What does the NHS Knowledge Service make of this study?
This comprehensive review of studies has found evidence of some protective effect of NSAIDs against breast cancer. As the authors acknowledge, the possible biological mechanisms for this require more investigation. Some limitations to consider:
- The review does not provide specific detail on NSAID use in the individual studies (e.g. duration of use, dosage or whether the women were taking the drugs for a particular reason, e.g. for heart disease or arthritic conditions). Also, there was no detail about how the breast cancer outcome was determined (e.g. whether it was histologically confirmed breast cancer, by invasiveness, stage, etc.).
- The individual studies varied in the possible confounding factors for breast cancer risk that they adjusted for (e.g. age, smoking, family history, oestrogen use, menopausal status etc.). As these were all cohort and case-control studies, these factors may have differed between the women who were and were not taking NSAIDs, and this might have affected the risk of breast cancer and the study results. Additionally, other drugs that may have been taken alongside the NSAIDs could have had an effect on breast cancer risk.
- In case-control studies, information about the use of NSAIDs would have been collected after the diagnosis of breast cancer, and this may have led to biased recall about the previous use of drugs. The authors highlight this, as there was a slightly greater reduction in the risk of breast cancer with NSAID use seen in the separate analysis of the case-control studies compared with that of cohort studies.

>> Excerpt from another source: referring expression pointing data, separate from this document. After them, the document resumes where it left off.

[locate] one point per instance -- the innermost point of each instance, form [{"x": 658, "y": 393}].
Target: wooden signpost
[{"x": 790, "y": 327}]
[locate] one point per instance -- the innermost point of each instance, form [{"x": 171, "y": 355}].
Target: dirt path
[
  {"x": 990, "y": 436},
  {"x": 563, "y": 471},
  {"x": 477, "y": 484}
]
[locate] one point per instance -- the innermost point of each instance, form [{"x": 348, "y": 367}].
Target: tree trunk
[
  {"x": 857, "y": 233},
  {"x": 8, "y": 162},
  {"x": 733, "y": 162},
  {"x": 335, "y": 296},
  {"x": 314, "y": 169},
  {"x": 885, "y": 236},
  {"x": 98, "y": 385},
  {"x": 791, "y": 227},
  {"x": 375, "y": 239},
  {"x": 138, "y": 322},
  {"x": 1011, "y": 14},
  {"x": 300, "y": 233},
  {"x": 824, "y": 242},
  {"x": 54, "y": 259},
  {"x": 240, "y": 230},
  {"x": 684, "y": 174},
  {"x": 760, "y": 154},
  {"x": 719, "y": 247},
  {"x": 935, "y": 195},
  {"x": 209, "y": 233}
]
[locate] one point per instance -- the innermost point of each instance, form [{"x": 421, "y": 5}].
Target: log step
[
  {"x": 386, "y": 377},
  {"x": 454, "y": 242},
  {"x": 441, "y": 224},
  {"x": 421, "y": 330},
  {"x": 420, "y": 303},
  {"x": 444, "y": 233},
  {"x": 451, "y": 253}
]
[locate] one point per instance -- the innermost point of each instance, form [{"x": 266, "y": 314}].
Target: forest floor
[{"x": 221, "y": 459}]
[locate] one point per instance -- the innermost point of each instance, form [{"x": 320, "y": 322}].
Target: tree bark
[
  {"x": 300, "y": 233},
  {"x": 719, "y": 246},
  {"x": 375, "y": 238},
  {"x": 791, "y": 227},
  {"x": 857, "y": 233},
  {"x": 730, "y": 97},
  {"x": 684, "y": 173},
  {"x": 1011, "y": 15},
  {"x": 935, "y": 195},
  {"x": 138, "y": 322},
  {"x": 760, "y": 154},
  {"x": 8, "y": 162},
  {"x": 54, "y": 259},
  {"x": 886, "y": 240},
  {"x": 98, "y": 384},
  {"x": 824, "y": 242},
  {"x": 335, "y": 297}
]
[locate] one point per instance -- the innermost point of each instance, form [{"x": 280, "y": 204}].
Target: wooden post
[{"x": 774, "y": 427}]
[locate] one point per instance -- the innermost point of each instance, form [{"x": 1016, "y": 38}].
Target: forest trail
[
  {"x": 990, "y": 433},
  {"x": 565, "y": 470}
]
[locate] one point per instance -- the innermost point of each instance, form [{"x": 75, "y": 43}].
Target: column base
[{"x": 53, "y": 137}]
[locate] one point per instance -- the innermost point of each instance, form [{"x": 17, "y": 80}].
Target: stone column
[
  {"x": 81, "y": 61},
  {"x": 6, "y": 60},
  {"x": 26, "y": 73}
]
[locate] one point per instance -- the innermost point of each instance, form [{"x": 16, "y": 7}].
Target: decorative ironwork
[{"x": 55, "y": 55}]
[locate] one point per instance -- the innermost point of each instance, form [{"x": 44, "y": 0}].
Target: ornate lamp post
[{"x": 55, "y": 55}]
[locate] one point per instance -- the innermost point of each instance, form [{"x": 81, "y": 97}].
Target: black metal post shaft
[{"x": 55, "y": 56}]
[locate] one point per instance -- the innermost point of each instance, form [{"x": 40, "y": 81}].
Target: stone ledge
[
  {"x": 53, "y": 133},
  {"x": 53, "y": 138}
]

- Randomised controlled trials would be the most reliable method of balancing other risk factors and assessing the effect that regular use of NSAIDs had on the risk of developing breast cancer. However, such a trial may not be practical (considering the large numbers of volunteers required and extended length of follow-up). Safety issues would also have to be considered.
- The study has not investigated and provides no evidence for any effect of taking aspirin or NSAIDs in women who already have, or have had, breast cancer.
It is important to be aware that aspirin and other NSAIDs are not without risks in themselves. Regular use of either increases the risk for inflammation in the stomach and upper digestive system, including ulcers and bleeding, with the elderly being most at risk of this complication. Breast cancer has a number of possible risk factors, such as age, smoking, family history and prolonged synthetic oestrogen use. Concerned women who are considering commencing aspirin or NSAIDs on a regular basis, solely for protection against breast cancer, should discuss their individual risk with a medical professional.